Yes. No, Mary I don't I'm not in the habit of correcting you but if you go back to look at Service Finance Before we entered the solar flow program which became successful, we had a $500,000,000 on balance sheet portfolio. In order for us to launch a product, we have to build a portfolio. Land Home is now part of the flow arrangements for institutional investors. So we created The product like we have in our other businesses, we had to prove it to our investors.

Speaker 4

We've done that. It's now on flow.

Speaker 1

Yes. And Mario, remember, this wasn't really a problem of something sitting on the balance sheet. It was a problem that we originally launched the product. We effectively took the risk from the time the loan was approved till the time the house was delivered, right? So it wasn't sitting on our balance sheet yet, because the loan hadn't been originated, but we took At interest rate risk.

Speaker 1

So, we set an interest rate when the loan was approved. And by the time it hit us, we thought it would be 3 or 4 months later. It turns out to be 12 months later because the backlog, When it hits, rates have moved up quite a bit and we've locked in a rate. The difference today is the new program boxed in the rate upfront. So now the rate is locked and we don't have that period of time where we're exposed.

Speaker 1

So it was never a situation so much that the assets Sitting on our balance sheet, it was that we took the exposure from the period of time when the loan was approved to when the loan was actually closed.

Speaker 9

And the hedge in effect on the Steve you're referring to is that extended period of closure that you just weren't hedged at that point?

Speaker 4

Correct.

Speaker 9

Okay. So the reason I asked those questions is I kind of need to understand what went wrong, so we can kind of think about going forward.
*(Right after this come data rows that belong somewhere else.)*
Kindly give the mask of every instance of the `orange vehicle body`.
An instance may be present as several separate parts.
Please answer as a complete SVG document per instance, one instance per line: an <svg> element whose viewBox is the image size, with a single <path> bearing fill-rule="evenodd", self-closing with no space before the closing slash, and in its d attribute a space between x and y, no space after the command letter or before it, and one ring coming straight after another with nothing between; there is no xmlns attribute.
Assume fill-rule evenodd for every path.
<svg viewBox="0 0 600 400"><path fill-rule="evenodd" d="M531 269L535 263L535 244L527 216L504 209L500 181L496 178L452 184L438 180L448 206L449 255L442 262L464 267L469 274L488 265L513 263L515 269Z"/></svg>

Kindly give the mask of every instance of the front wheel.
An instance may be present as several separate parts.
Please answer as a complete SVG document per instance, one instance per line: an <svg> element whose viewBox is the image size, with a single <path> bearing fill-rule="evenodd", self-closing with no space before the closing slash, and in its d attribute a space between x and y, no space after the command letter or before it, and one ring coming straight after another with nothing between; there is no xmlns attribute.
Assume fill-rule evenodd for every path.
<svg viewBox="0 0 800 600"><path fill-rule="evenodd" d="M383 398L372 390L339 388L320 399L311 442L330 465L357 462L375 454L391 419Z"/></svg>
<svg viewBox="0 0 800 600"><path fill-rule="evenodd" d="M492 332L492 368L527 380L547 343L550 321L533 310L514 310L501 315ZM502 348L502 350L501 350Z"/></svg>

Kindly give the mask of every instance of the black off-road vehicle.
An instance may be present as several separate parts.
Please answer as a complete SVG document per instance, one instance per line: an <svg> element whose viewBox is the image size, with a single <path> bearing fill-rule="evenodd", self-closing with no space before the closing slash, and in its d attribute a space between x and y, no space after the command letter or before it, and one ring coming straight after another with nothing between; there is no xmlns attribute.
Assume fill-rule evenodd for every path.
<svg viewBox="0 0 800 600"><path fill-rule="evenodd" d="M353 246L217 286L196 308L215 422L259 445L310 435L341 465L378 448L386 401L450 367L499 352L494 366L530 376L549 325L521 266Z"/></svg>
What you're telling us now then is that the gain on sale margins that the company enjoyed prior to the last two quarters And I think everybody has their own way of calculating it, but we're looking at gain on sale margins of high 7%, 8% plus. Are you suggesting that those margins are doable as early as next quarter?

Speaker 4

I think Barry, our gain on sale guidance is at 6.5. That 7 or 8 had significant credit union composition, credit union small banks. We made the strategic call to shift institutional our funding mix institutions. So we gave up a little bit again on sale in exchange for long term commitments from much higher credit, much higher rated counterparties. Credit unions can play a role in this, so maybe 6.5% goes to 7%, But I would guide you to 6.5% this evening.

Speaker 1

The other component to that, Mario, there's really 2 components, is what Steve talked about, which is our new funding partner mix more on the institutional side. We've earned a little bit less, but we have longer term commitments with larger commitments. The other side of it is mix overall. If you look at it in the past year, even though the last couple of quarters have been slower, we've still seen extraordinary growth from Land Home from Silver, from Bronze, from Rental, from a number of new products, those are lower margin products than our core channel products. So like we said all along, as we introduce these new products, It's going to matter, right?

Speaker 1

Mix is going to matter for what the overall margin is. So when you're used to looking back at 7.5% sort of gain on sale margin, That was almost when we were almost entirely core channel, which is also our highest margin product.

Speaker 4

Yes. And just maybe one I don't want to belabor the point, but that 6.5% includes the interest rate protection given by the buyer of the loans. So there obviously would be a number inside that 6.5 where Blackstone is

Speaker 9

And yet your content then that this mismatch can't happen again?

Speaker 4

Yes. I'm content it will not happen again.

Operator

Okay. As there are no further questions, this concludes today's conference Call. You may disconnect your lines. Thank you for participating and have a pleasant day.